What are the key methodological challenges in studying the role of TNFRSF1B variants in different disease contexts?

Researchers face several methodological challenges when studying TNFRSF1B variants across disease contexts:

• Linkage disequilibrium complexities: TNFRSF1B variants such as rs976881 and rs1061622 have been found to be in linkage equilibrium (R² = 0.022) , but this may vary across populations.
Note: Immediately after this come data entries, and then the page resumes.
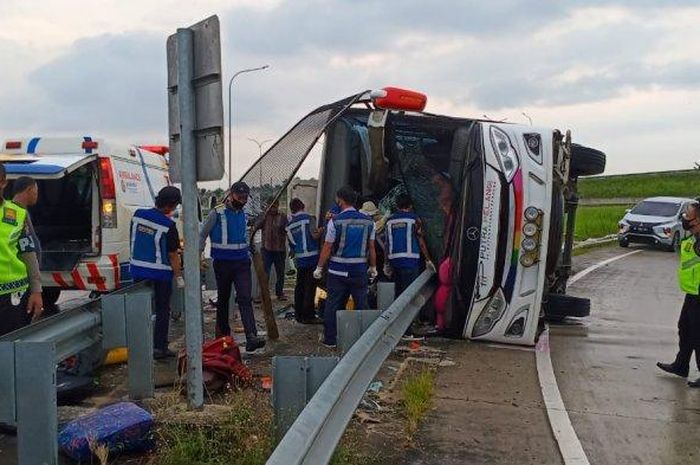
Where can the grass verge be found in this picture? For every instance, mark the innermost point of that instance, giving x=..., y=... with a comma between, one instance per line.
x=597, y=221
x=639, y=186
x=416, y=398
x=239, y=433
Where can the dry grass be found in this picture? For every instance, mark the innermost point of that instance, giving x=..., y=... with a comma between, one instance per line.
x=417, y=397
x=237, y=432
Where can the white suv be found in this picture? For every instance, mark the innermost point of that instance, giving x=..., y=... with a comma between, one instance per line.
x=655, y=221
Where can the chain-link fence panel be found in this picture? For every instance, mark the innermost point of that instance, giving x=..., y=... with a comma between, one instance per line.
x=270, y=175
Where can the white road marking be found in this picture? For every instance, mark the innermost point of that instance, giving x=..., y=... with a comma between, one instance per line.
x=592, y=268
x=569, y=445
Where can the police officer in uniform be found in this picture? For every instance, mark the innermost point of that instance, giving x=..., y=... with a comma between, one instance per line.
x=405, y=243
x=348, y=249
x=226, y=228
x=154, y=257
x=20, y=281
x=689, y=320
x=303, y=240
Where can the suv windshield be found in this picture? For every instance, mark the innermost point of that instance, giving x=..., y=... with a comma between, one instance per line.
x=656, y=208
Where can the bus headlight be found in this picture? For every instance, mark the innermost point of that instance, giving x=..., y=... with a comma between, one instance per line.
x=529, y=244
x=532, y=213
x=489, y=316
x=505, y=152
x=530, y=229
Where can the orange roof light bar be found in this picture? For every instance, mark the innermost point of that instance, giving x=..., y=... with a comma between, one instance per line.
x=395, y=98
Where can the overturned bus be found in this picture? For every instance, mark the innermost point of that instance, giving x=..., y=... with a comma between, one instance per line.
x=498, y=200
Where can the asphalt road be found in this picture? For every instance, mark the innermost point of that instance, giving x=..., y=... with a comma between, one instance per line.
x=623, y=409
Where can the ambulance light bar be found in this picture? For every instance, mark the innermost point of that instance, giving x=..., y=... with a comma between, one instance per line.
x=395, y=98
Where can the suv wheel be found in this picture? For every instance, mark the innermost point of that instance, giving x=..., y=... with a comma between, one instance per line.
x=675, y=243
x=586, y=161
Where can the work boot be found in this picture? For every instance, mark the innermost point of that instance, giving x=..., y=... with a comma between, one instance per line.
x=673, y=369
x=254, y=343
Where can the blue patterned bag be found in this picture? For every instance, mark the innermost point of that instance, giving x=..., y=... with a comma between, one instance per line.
x=121, y=427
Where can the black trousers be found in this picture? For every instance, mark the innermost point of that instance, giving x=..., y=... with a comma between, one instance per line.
x=689, y=332
x=162, y=290
x=304, y=294
x=236, y=273
x=13, y=317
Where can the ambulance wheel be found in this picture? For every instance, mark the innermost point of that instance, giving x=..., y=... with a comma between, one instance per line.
x=559, y=306
x=586, y=161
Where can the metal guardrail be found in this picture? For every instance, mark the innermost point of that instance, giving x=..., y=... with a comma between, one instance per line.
x=314, y=435
x=29, y=355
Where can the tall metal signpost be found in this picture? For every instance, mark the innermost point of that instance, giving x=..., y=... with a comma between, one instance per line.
x=196, y=121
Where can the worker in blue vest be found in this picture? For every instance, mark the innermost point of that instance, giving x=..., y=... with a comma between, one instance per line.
x=155, y=244
x=405, y=243
x=349, y=252
x=689, y=281
x=226, y=228
x=303, y=239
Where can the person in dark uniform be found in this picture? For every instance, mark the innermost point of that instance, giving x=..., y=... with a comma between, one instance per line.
x=303, y=240
x=405, y=244
x=349, y=252
x=689, y=320
x=20, y=281
x=154, y=257
x=226, y=228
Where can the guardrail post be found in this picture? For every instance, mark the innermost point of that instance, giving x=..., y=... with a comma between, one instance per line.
x=37, y=426
x=139, y=337
x=177, y=302
x=8, y=410
x=352, y=324
x=385, y=295
x=295, y=380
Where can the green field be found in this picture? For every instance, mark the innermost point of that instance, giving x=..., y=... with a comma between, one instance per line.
x=639, y=186
x=597, y=221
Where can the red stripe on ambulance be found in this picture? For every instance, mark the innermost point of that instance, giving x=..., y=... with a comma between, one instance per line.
x=78, y=280
x=95, y=277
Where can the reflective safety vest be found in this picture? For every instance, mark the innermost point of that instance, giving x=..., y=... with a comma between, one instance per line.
x=149, y=245
x=402, y=237
x=13, y=271
x=305, y=246
x=689, y=268
x=352, y=232
x=229, y=238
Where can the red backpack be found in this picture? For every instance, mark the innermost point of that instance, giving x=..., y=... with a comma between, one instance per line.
x=221, y=365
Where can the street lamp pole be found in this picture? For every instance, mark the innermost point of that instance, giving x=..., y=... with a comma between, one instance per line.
x=260, y=144
x=230, y=83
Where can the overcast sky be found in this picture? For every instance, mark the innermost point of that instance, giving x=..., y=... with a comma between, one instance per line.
x=624, y=76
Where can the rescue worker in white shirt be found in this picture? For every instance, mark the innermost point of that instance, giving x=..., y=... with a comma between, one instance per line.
x=348, y=250
x=405, y=243
x=155, y=243
x=20, y=281
x=226, y=227
x=303, y=240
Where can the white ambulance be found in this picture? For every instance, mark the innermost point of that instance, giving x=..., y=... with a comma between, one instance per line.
x=88, y=191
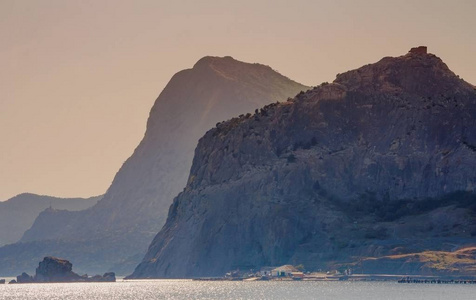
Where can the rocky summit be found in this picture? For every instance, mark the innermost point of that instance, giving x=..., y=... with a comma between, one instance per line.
x=378, y=164
x=114, y=234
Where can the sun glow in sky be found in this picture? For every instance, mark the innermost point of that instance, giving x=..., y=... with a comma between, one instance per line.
x=78, y=78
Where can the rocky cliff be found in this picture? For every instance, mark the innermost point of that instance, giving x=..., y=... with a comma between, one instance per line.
x=114, y=234
x=18, y=213
x=379, y=162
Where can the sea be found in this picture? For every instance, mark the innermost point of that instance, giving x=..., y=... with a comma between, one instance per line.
x=188, y=289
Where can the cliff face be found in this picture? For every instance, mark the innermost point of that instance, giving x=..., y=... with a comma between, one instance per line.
x=19, y=213
x=379, y=162
x=117, y=230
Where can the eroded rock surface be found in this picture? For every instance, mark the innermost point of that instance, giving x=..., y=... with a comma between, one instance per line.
x=379, y=162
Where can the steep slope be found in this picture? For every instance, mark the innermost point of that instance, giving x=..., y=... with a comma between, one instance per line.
x=17, y=214
x=117, y=231
x=380, y=162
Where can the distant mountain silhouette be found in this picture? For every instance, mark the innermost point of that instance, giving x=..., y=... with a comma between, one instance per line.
x=115, y=233
x=378, y=164
x=17, y=214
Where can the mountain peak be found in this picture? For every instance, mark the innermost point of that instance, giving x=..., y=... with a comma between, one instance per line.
x=417, y=72
x=419, y=50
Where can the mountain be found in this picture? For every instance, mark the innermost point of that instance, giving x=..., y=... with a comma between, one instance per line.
x=114, y=234
x=380, y=162
x=17, y=214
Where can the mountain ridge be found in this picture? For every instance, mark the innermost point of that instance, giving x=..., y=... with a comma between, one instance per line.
x=289, y=183
x=121, y=225
x=18, y=213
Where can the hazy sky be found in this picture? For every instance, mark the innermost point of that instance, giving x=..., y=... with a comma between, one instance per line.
x=78, y=78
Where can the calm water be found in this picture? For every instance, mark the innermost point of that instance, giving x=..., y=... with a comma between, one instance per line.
x=184, y=289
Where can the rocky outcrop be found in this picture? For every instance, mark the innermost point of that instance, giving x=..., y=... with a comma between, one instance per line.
x=25, y=278
x=18, y=213
x=115, y=233
x=53, y=269
x=379, y=162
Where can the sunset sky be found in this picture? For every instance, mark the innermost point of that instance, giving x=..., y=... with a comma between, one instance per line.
x=78, y=78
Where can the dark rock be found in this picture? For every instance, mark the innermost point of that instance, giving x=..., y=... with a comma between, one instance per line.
x=25, y=278
x=110, y=276
x=115, y=233
x=419, y=50
x=386, y=143
x=53, y=269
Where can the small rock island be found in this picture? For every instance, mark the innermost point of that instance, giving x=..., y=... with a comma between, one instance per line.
x=53, y=269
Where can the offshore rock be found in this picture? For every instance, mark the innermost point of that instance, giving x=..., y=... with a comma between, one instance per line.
x=25, y=278
x=380, y=162
x=53, y=269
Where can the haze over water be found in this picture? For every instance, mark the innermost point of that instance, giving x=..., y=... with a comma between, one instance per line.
x=186, y=289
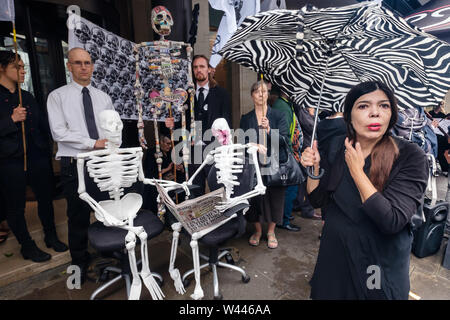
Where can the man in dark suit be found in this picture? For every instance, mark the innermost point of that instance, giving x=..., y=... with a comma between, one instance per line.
x=211, y=102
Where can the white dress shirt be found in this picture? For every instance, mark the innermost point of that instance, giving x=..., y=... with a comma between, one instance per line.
x=205, y=92
x=67, y=121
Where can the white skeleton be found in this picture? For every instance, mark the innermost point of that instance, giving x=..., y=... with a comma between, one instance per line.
x=229, y=161
x=114, y=169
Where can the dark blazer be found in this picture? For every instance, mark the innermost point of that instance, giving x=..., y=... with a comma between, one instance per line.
x=37, y=130
x=219, y=106
x=277, y=120
x=359, y=235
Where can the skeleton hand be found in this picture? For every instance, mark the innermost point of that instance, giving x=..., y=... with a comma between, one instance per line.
x=176, y=277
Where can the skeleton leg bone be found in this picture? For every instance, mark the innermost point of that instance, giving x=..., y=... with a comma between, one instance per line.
x=136, y=285
x=146, y=275
x=175, y=273
x=198, y=291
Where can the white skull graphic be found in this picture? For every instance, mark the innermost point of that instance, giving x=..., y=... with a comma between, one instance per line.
x=112, y=126
x=161, y=20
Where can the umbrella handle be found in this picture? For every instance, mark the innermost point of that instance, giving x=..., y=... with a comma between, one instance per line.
x=310, y=172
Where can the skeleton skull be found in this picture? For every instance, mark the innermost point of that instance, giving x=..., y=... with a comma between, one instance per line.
x=112, y=42
x=124, y=77
x=127, y=93
x=121, y=60
x=161, y=20
x=93, y=50
x=83, y=32
x=98, y=37
x=221, y=131
x=112, y=127
x=107, y=55
x=126, y=47
x=111, y=75
x=99, y=71
x=114, y=92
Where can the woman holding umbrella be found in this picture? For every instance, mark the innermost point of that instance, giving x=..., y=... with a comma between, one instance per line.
x=372, y=186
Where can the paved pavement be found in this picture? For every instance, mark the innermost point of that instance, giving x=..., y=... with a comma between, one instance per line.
x=280, y=274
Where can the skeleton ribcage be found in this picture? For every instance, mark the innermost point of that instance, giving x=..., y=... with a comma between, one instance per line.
x=114, y=172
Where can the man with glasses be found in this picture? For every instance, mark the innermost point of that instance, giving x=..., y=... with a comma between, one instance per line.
x=73, y=116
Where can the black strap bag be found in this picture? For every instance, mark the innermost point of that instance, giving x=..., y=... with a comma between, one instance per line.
x=279, y=174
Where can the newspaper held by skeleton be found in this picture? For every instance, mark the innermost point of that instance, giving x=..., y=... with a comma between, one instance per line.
x=196, y=214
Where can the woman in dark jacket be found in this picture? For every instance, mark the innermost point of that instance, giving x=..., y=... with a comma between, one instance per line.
x=269, y=207
x=13, y=177
x=373, y=185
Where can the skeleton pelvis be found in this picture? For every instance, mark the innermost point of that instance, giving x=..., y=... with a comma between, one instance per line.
x=125, y=208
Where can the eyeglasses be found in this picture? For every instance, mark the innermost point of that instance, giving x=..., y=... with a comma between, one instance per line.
x=81, y=63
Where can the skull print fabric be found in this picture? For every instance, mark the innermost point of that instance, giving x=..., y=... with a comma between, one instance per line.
x=115, y=67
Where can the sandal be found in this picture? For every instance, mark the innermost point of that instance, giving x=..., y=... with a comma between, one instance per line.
x=3, y=238
x=272, y=242
x=254, y=239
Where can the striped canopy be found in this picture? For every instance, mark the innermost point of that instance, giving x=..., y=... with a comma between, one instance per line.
x=299, y=50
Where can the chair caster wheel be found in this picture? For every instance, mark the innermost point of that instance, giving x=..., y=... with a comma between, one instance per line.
x=186, y=283
x=245, y=279
x=104, y=276
x=229, y=259
x=159, y=282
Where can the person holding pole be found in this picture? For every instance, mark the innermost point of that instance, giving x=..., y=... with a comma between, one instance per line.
x=38, y=174
x=272, y=123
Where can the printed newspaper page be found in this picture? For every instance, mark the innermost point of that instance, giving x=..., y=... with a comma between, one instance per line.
x=195, y=214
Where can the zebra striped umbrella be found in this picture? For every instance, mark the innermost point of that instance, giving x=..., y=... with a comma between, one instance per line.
x=337, y=48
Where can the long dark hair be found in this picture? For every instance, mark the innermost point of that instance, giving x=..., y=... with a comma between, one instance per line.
x=7, y=57
x=385, y=151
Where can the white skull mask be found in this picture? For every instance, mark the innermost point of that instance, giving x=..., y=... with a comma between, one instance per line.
x=112, y=126
x=161, y=20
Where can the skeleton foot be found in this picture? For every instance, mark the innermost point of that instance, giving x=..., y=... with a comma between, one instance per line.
x=176, y=277
x=152, y=286
x=198, y=293
x=135, y=290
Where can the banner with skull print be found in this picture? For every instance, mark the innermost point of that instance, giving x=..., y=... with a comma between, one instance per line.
x=115, y=69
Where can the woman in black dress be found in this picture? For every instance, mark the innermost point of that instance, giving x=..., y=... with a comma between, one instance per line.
x=372, y=187
x=269, y=207
x=39, y=175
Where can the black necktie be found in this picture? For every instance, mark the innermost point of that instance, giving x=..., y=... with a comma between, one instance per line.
x=89, y=114
x=201, y=97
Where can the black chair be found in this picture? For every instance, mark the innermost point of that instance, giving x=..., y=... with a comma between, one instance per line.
x=110, y=242
x=231, y=229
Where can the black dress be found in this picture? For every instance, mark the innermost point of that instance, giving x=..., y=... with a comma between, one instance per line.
x=359, y=236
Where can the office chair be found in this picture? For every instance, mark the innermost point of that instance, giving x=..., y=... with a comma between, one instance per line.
x=109, y=241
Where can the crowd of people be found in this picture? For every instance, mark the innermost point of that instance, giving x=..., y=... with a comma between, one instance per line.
x=373, y=181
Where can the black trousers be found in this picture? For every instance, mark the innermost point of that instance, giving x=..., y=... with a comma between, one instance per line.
x=78, y=211
x=13, y=182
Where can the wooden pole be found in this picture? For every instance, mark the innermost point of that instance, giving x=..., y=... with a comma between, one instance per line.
x=20, y=98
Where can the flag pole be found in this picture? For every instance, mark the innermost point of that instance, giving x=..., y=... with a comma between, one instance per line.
x=20, y=97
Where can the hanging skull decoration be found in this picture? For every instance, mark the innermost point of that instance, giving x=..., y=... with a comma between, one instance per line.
x=107, y=55
x=83, y=33
x=111, y=75
x=99, y=71
x=112, y=42
x=162, y=21
x=126, y=47
x=93, y=50
x=98, y=36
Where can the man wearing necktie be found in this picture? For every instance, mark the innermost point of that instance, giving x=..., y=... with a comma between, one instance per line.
x=72, y=111
x=211, y=102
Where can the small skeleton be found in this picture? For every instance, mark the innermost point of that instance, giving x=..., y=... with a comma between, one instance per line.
x=114, y=169
x=228, y=160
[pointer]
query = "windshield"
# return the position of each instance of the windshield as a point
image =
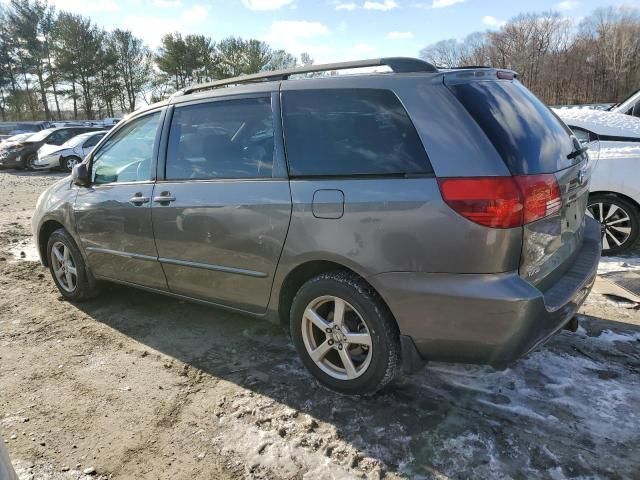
(41, 135)
(77, 140)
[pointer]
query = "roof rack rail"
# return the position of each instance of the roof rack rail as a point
(396, 64)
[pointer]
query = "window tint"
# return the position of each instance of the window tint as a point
(350, 132)
(60, 136)
(127, 156)
(527, 134)
(224, 139)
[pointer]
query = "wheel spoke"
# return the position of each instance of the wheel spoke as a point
(619, 220)
(616, 241)
(59, 273)
(58, 255)
(359, 339)
(319, 352)
(316, 319)
(348, 363)
(69, 278)
(612, 209)
(625, 230)
(338, 311)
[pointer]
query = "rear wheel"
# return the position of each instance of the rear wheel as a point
(619, 221)
(68, 269)
(345, 334)
(68, 163)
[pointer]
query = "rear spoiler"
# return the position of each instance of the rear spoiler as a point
(456, 75)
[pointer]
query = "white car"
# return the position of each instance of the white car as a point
(614, 146)
(67, 155)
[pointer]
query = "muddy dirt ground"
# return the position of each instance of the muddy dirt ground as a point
(134, 385)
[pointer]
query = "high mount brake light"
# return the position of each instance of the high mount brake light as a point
(502, 75)
(502, 202)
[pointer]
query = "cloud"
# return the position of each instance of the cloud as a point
(362, 49)
(265, 5)
(493, 21)
(346, 6)
(399, 35)
(166, 3)
(384, 5)
(152, 29)
(297, 36)
(84, 6)
(445, 3)
(197, 13)
(566, 5)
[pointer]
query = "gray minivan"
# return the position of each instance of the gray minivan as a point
(386, 219)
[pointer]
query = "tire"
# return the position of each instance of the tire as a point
(75, 285)
(365, 314)
(620, 221)
(67, 163)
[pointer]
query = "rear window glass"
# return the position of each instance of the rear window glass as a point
(350, 132)
(525, 132)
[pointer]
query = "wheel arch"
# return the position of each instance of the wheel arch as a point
(303, 272)
(617, 194)
(45, 231)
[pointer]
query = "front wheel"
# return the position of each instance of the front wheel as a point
(345, 334)
(619, 222)
(68, 269)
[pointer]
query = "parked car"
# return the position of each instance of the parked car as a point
(70, 153)
(385, 219)
(614, 142)
(6, 469)
(24, 154)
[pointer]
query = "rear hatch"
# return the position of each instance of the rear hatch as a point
(537, 147)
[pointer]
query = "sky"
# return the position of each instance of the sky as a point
(329, 30)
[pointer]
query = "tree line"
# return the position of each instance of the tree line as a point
(56, 65)
(594, 61)
(60, 65)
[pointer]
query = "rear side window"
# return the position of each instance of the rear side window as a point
(223, 139)
(527, 134)
(350, 132)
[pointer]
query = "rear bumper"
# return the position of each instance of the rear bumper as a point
(491, 319)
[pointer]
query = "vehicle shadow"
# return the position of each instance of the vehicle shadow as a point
(562, 410)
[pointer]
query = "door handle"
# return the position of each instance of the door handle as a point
(138, 199)
(164, 198)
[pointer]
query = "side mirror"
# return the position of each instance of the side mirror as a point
(80, 175)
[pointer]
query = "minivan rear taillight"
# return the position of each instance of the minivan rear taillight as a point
(502, 202)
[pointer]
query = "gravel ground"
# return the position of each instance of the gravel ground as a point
(141, 386)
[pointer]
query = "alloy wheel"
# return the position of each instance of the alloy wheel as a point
(336, 337)
(64, 267)
(615, 223)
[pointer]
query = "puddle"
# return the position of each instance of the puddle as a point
(25, 250)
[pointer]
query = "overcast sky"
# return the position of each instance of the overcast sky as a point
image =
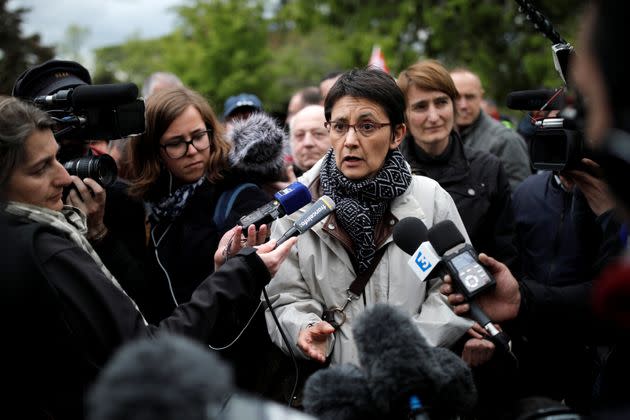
(110, 21)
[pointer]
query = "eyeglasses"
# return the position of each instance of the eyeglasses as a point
(365, 128)
(178, 147)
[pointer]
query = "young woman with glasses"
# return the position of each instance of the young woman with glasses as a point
(373, 188)
(181, 165)
(65, 313)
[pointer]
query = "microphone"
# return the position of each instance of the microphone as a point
(534, 100)
(340, 392)
(320, 209)
(447, 247)
(86, 96)
(286, 201)
(401, 367)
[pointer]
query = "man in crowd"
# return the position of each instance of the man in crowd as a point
(309, 138)
(479, 131)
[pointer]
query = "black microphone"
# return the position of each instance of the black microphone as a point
(401, 367)
(457, 257)
(86, 96)
(313, 215)
(534, 100)
(286, 201)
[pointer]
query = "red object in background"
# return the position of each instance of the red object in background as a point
(611, 293)
(377, 59)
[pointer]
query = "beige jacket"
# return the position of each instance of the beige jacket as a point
(318, 271)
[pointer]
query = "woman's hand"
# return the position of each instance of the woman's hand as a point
(500, 304)
(272, 256)
(477, 351)
(90, 197)
(233, 241)
(313, 340)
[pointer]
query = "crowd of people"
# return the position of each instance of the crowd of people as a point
(88, 268)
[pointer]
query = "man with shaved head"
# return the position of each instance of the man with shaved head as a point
(479, 131)
(309, 138)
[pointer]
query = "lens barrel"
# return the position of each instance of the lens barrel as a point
(101, 168)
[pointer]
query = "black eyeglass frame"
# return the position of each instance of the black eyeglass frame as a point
(377, 126)
(195, 136)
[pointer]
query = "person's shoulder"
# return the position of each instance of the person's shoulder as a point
(424, 183)
(481, 159)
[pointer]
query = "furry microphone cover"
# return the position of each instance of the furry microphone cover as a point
(258, 144)
(340, 392)
(399, 363)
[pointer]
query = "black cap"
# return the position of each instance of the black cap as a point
(49, 77)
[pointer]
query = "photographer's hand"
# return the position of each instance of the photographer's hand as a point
(594, 189)
(500, 304)
(90, 197)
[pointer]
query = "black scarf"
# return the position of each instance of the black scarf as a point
(171, 206)
(360, 205)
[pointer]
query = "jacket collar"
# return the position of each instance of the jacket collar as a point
(404, 206)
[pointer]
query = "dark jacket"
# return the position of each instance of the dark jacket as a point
(479, 186)
(488, 135)
(65, 318)
(180, 256)
(553, 250)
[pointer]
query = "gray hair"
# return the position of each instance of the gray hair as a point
(159, 80)
(18, 121)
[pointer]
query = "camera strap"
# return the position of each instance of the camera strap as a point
(336, 316)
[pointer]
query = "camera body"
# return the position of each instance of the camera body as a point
(95, 112)
(83, 112)
(556, 146)
(557, 143)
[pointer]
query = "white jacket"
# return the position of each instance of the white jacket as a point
(318, 271)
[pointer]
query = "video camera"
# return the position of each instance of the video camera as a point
(83, 112)
(557, 143)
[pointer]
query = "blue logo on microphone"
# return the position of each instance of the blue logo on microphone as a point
(423, 263)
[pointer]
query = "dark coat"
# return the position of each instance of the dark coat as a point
(65, 318)
(180, 254)
(481, 191)
(185, 249)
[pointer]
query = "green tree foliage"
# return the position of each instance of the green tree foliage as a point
(74, 38)
(17, 52)
(222, 47)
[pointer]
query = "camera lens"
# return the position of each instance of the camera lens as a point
(102, 168)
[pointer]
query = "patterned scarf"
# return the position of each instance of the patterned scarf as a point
(172, 205)
(361, 204)
(72, 223)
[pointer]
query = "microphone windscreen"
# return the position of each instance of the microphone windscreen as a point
(399, 363)
(85, 96)
(258, 147)
(444, 235)
(293, 197)
(533, 100)
(167, 377)
(409, 233)
(339, 393)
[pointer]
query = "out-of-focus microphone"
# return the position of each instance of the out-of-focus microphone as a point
(340, 392)
(534, 100)
(401, 367)
(313, 215)
(85, 96)
(286, 201)
(446, 246)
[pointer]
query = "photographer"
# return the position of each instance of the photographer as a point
(115, 221)
(600, 74)
(65, 313)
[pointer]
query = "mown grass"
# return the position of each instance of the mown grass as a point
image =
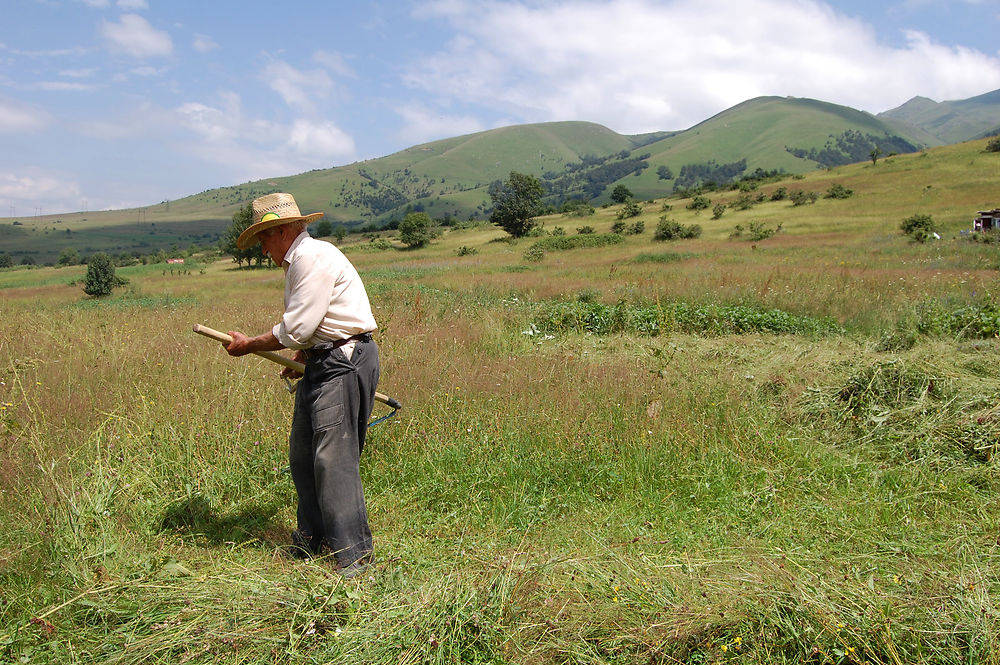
(571, 494)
Comprehensive haplotype analysis rather than single SNP analysis may be necessary to capture the full genetic effect.

• Tissue-specific expression patterns: Since TNFR2 expression is relatively restricted compared to TNFR1 , disease-relevant tissues must be appropriately sampled. For example, studies of neurodegenerative diseases require CSF or brain tissue samples, while immunological studies may focus on specific T cell populations.

• Interaction effects: As demonstrated by the interaction between rs976881 and CSF sTNFR2 levels affecting multiple AD biomarkers , complex interaction analyses are required rather than simple association studies. This necessitates:

  • Larger sample sizes to achieve adequate statistical power

  • More sophisticated statistical models to detect interaction effects

  • Multiple testing corrections like the Benjamini-Hochberg false discovery rate

• Longitudinal assessment requirements: Since TNFRSF1B variants may affect disease progression over time rather than just baseline characteristics , longitudinal study designs with appropriate time points are essential but logistically challenging.

• Integration of multiple data types: Comprehensive understanding requires integration of genomic, transcriptomic, proteomic, and clinical data, which presents significant bioinformatic and analytical challenges.

• Functional validation: Moving beyond association to causality requires functional validation of variant effects through techniques like gene editing, reporter assays for promoter variants, and protein expression/function studies for coding variants.